The most important principle of prevention is to minimize the exposure to heparin. In patients with established venous thrombosis, early commencement of warfarin shortens the duration of heparin therapy, thus minimizing the likelihood of developing thrombocytopenia without affecting efficacy. Most investigators stress the importance of maintaining a high index of suspicion and performing regular platelet counts in all patients receiving heparin therapy. This has been predicated on the retrospective observation that prompt diagnosis of the condition with abrupt withdrawal of the drug can substantially reduce the complication and mortality rates. However, in a more recent retrospective analysis, patients with a diagnosis of HIT had a subsequent 30-day risk of thrombosis .50%, despite cessation of heparin therapy with or without institution of warfarin therapy, suggesting that additional alternative anticoagulant therapy may be necessary in this patient group.

Treatment

HIT type I. Asymptomatic patients developing mild thrombocytopenia in the absence of the heparin-dependent antibody do not require specific treatment. However, it may be difficult to distinguish this condition from early type II; these patients should be closely monitored, and if there is any doubt, heparin should be discontinued.

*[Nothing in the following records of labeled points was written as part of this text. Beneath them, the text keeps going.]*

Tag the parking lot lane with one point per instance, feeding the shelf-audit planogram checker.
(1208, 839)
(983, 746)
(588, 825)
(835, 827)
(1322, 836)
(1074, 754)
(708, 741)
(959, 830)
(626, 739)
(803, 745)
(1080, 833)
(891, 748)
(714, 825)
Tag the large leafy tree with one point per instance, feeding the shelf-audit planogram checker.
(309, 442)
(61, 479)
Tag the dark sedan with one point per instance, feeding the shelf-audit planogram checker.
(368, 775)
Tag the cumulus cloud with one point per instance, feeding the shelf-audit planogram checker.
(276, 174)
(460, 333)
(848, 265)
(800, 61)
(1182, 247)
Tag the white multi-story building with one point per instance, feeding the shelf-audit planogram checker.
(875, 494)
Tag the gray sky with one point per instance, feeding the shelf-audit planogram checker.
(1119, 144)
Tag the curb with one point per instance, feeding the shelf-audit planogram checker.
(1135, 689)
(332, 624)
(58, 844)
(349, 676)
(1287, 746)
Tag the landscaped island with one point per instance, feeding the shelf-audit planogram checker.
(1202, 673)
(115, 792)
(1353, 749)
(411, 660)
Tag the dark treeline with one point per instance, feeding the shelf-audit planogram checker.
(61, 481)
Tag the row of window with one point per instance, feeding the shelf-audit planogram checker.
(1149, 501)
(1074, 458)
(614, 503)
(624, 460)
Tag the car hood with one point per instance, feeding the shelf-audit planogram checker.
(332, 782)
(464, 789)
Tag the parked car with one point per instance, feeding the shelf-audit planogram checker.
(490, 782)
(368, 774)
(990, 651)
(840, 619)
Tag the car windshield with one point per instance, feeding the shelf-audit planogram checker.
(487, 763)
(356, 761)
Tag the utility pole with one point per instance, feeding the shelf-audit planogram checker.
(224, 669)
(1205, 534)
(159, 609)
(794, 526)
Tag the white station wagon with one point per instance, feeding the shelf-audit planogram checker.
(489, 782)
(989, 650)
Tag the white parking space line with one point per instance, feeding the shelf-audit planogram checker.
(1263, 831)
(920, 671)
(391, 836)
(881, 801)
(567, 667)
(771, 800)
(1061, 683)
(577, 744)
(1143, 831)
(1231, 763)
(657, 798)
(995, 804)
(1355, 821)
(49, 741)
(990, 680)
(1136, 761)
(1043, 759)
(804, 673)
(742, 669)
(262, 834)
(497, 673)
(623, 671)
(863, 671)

HIT type II. In patients who develop thrombocytopenia with a positive laboratory test for the heparin-dependent antibody, the cornerstone of therapy is the absolute discontinuation of heparin. It is imperative that all potential sources of heparin be avoided, a task that can be difficult given the ubiquity of the drug in the hospital setting. Platelet transfusions are not recommended, both because bleeding complications are uncommon and thrombotic events can follow the transfusions. Once heparin is discontinued, the platelet count should begin to increase within 24 to 48 h and reach normal levels by 4 to 5 days. For patients with confirmed venous or arterial thrombosis, the selection of substitute anticoagulant therapy is particularly problematic in the United States at present, as there is currently no readily available, effective, alternative antithrombotic drug. If long-term anticoagulation is required, treatment with warfarin should be commenced. However, warfarin may precipitate venous limb gangrene in patients with deep venous thrombosis complicating HIT by producing protein C deficiency without simultaneous inhibition of thrombin generation, so it should not be administered without concomitant use of a rapidly acting anticoagulant agent.